I was slightly annoyed to have several large boxes of unprovenanced artefacts cluttering up my house, but at least it gave me a chance to go through them a little more thoroughly and work out some more of their story.


The first thing I wanted to know was if they really were as old as I'd been informed. Knowing my family, the story about these items being from a missionary's journeys in the Highlands in the 1960s and 70s could have evolved, like a Chinese Whisper, from someone's two week holiday in Port Moresby in 1992. However, there was a degree of proof. The latest dated material in the boxes was from 1989, but the bulk of it was published in celebration of independence in 1975. The oldest dated item I could find was a modest breadboard, decorated with a tiny pokerwork map of New Guinea, and dated 1966. It came from a Baptist Mission on the Baiyer River, deep in the jungles of the Western Highlands.


1966 may not seem that old, but you must remember that there were still tribes in the New Guinea Highlands that had never had contact with the outside world at that time. Indeed, I read in one of the books that New Guinea still had cargo cults well into the 1970s, if not later.

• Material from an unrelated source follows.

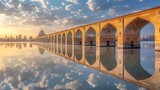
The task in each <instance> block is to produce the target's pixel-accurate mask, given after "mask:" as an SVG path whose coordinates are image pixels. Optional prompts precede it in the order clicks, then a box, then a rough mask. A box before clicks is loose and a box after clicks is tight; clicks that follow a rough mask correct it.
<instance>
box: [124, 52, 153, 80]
mask: <svg viewBox="0 0 160 90" xmlns="http://www.w3.org/2000/svg"><path fill="white" fill-rule="evenodd" d="M123 54H124V67H125V69H126V70H127V72H128V73H129V74H130V75H131V76H133V77H134V78H135V79H136V80H144V79H147V78H149V77H151V76H152V75H151V74H150V73H148V72H147V71H146V70H145V69H144V68H143V67H142V66H141V64H140V50H139V49H125V50H124V53H123Z"/></svg>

If you're not familiar with cargo cults, their logic runs something like this.


1. The white man doesn't seem to do all that much physical work.

2. The white man has guns, tools, farming equipment, tinned food, radios, cameras and colour posters of Raquel Welch in a bikini.

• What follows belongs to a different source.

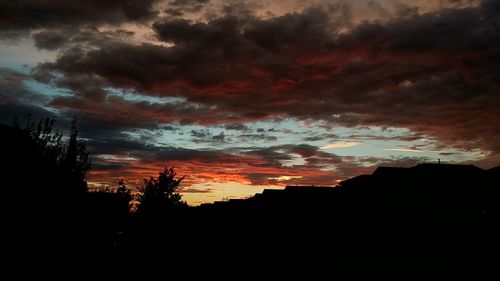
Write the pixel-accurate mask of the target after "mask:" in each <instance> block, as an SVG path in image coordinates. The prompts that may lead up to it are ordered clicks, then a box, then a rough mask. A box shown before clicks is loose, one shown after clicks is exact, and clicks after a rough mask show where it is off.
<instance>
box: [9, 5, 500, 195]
mask: <svg viewBox="0 0 500 281" xmlns="http://www.w3.org/2000/svg"><path fill="white" fill-rule="evenodd" d="M28 113H31V114H32V115H33V118H44V117H51V118H55V119H56V124H57V125H58V126H60V127H61V128H64V127H66V128H67V127H68V126H69V125H68V124H69V122H70V120H71V119H72V118H73V116H77V118H78V127H79V129H80V136H81V137H82V138H83V139H84V140H85V142H86V144H87V148H88V150H89V151H90V152H91V155H92V167H93V168H92V170H91V171H90V173H89V174H88V177H87V180H88V183H89V185H90V186H100V185H110V186H116V185H117V183H118V181H119V180H120V179H124V180H125V182H126V183H127V185H128V186H129V187H131V188H133V187H135V186H139V185H140V184H141V182H142V180H143V179H144V178H148V177H150V176H155V175H157V174H158V172H159V171H160V170H161V169H162V168H163V167H170V166H174V167H175V168H176V169H177V172H178V174H179V175H187V177H186V178H185V180H184V182H183V184H182V186H181V187H180V190H179V191H180V192H181V193H182V195H183V199H184V200H186V201H187V202H188V203H189V204H191V205H198V204H201V203H207V202H213V201H217V200H227V199H231V198H245V197H248V196H251V195H253V194H255V193H256V192H261V191H262V190H263V189H265V188H283V187H284V186H286V185H332V186H333V185H335V184H337V183H338V182H339V181H341V180H344V179H347V178H350V177H353V176H356V175H359V174H366V173H371V172H372V171H373V170H374V169H375V168H376V167H378V166H380V165H390V166H411V165H415V164H417V163H422V162H437V159H440V160H441V162H444V163H457V164H458V163H466V164H475V165H478V166H480V167H482V168H491V167H494V166H497V165H499V164H500V2H499V1H495V0H477V1H474V0H436V1H431V0H418V1H409V0H408V1H406V0H404V1H403V0H380V1H369V0H351V1H331V0H329V1H326V0H311V1H306V0H283V1H269V0H256V1H232V0H230V1H222V0H184V1H182V0H138V1H127V0H124V1H119V0H106V1H101V0H86V1H83V0H73V1H59V0H40V1H29V0H17V1H0V122H3V123H9V122H11V120H13V116H14V115H17V116H20V117H23V116H27V114H28Z"/></svg>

3. To get all this cool stuff, apparently without working for it, the white man builds airstrips, radio towers and warehouses, and hey presto, ships and planes bring it all to him.

4. Ergo, if we build airstrips, radio towers and warehouses, ships and planes will bring this stuff to us too!


So members of cargo cults abandon their farms and their hunting parties, and instead build remarkable imitation airstrips, radio towers and warehouses in the middle of the jungle. Then the cult dies out when they all starve. You have to wonder at how limited their experience of westerners must have been for them not to understand how these things actually worked.


The second thing I wanted to know was how "genuine" or "authentic" these items are, and on that count, I'm no wiser than I was before. Some of the items are made from fishing line, plastic beads and other western materials. But some others are made from intricately woven reeds and plant fibres, unsawn wood and natural thorns, seeds and shells. They could have been made twenty years ago or twenty thousand years ago. Without doing enough research to make me an armchair expert on tribal handicrafts, I just can't tell.

3 Comments:

Blogger Eric B. said...

I'm a big fan of those kinds of cults. I propose we start our own!

We don't have any coconuts to split in two and use as headphones up here, so I'll have to improvise.

You bring the posters of Raquel.

9:16 AM  
Blogger Blandwagon said...

I'm with you, Eric. Although I think that we need to be a modern, up-to-date cargo cult and use the internet. We will insist that our followers sit at wicker computers, banging randomly at painted-on keyboards, mumbling the magic incantation "Picard is better than Kirk... Picard is better than Kirk...". Then we give them some water, in crude imitations of Mountain Dew cans, and get naked ladies to suddenly pop up in front of their screens.

Actually, this could become a little too popular...

10:10 AM  
Blogger Cookster said...

Bland - I suggest that you start your own 'museum' in the back shed. Either that, or do a bit of trade on EBay.